In the majority of the income samples, public consumption and investments are not sufficient enough for promoting social, economic and environmental progress. Therefore, governments should provide technical and financial support so that public consumption and investments are directed toward the achievement of sustainable development goals (SDGs) and the conditions of society, environment and economy can improve.

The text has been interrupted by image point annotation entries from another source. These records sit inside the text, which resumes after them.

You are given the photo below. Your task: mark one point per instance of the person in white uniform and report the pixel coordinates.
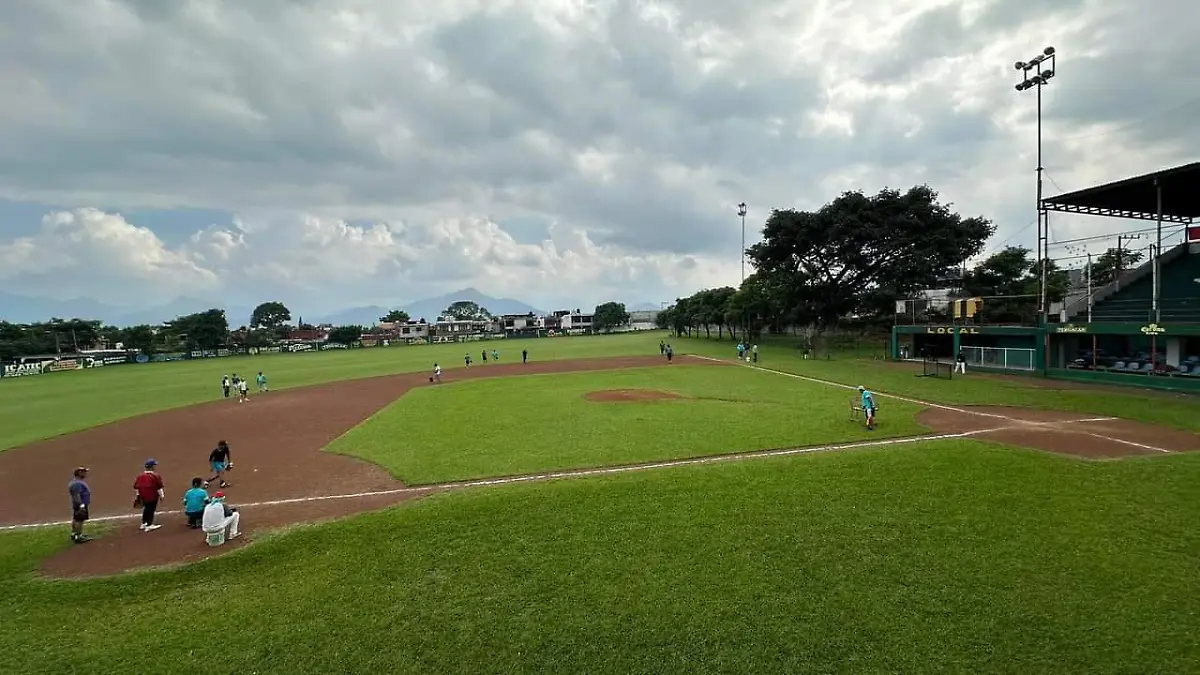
(219, 517)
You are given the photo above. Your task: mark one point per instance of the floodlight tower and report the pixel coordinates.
(1037, 73)
(742, 214)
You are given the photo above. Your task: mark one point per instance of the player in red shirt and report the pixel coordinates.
(148, 491)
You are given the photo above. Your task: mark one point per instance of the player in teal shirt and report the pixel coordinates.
(868, 406)
(195, 501)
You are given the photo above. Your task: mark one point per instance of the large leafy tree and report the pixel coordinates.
(201, 330)
(139, 338)
(1110, 263)
(609, 316)
(270, 316)
(859, 251)
(466, 310)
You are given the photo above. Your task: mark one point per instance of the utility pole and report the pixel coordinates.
(1035, 76)
(742, 214)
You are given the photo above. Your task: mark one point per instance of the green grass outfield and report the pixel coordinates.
(1155, 407)
(949, 557)
(504, 426)
(51, 405)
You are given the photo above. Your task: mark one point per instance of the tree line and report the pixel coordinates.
(209, 329)
(850, 262)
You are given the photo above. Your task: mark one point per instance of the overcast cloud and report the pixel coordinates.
(562, 151)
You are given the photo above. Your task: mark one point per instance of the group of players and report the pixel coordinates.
(240, 386)
(203, 511)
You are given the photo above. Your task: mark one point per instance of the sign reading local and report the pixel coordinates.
(951, 330)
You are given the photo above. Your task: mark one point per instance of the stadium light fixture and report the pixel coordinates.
(742, 214)
(1036, 73)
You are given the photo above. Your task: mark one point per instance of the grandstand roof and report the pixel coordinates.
(1138, 197)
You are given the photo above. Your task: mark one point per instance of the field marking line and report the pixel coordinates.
(965, 411)
(1132, 443)
(851, 387)
(909, 400)
(546, 476)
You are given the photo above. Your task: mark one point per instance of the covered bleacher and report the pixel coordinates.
(1137, 339)
(1179, 294)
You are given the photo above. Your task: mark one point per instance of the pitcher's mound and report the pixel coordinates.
(612, 395)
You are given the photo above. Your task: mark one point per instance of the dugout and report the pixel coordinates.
(993, 347)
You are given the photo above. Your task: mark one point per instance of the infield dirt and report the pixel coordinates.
(276, 441)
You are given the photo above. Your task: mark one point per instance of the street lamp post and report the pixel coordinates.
(1037, 73)
(742, 214)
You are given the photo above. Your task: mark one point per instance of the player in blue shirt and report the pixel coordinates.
(81, 503)
(195, 501)
(868, 406)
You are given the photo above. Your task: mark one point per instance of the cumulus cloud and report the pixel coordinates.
(324, 263)
(382, 149)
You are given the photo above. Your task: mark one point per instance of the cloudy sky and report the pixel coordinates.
(336, 153)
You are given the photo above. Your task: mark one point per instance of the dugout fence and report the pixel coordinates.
(1003, 358)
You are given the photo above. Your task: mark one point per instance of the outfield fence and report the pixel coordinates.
(1006, 358)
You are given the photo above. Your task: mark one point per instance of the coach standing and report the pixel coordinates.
(148, 491)
(81, 502)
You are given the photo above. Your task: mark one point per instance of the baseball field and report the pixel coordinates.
(600, 511)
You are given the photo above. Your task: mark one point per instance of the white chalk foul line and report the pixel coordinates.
(952, 408)
(544, 477)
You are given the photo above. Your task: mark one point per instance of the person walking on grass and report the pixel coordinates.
(81, 502)
(148, 491)
(868, 406)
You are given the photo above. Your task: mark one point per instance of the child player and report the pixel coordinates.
(221, 460)
(868, 406)
(195, 501)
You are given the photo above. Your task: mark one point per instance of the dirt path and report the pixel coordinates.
(276, 441)
(1072, 434)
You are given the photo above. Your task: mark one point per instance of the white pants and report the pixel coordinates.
(229, 525)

This study is not without limitations. Because of the limited data availability, our study could not incorporate more periods and countries. Therefore, future research can incorporate long time series data to examine the relation between structural transformation and sustainable development. Moreover, additional measures of structural transformation such as economic complexity can be used for comparison purposes. The impact of structural transformation on sustainable development may also depend on other institutional factors. These factors can be modeled using threshold regression in future studies. Additionally, the correlation matrix showed that corruption may have negative correlation with consumption and investment. While examining this relationship is out of the scope for this study, future research may examine the relationship of corruption with government consumption and investment and provide crucial policy implications for sustainable development.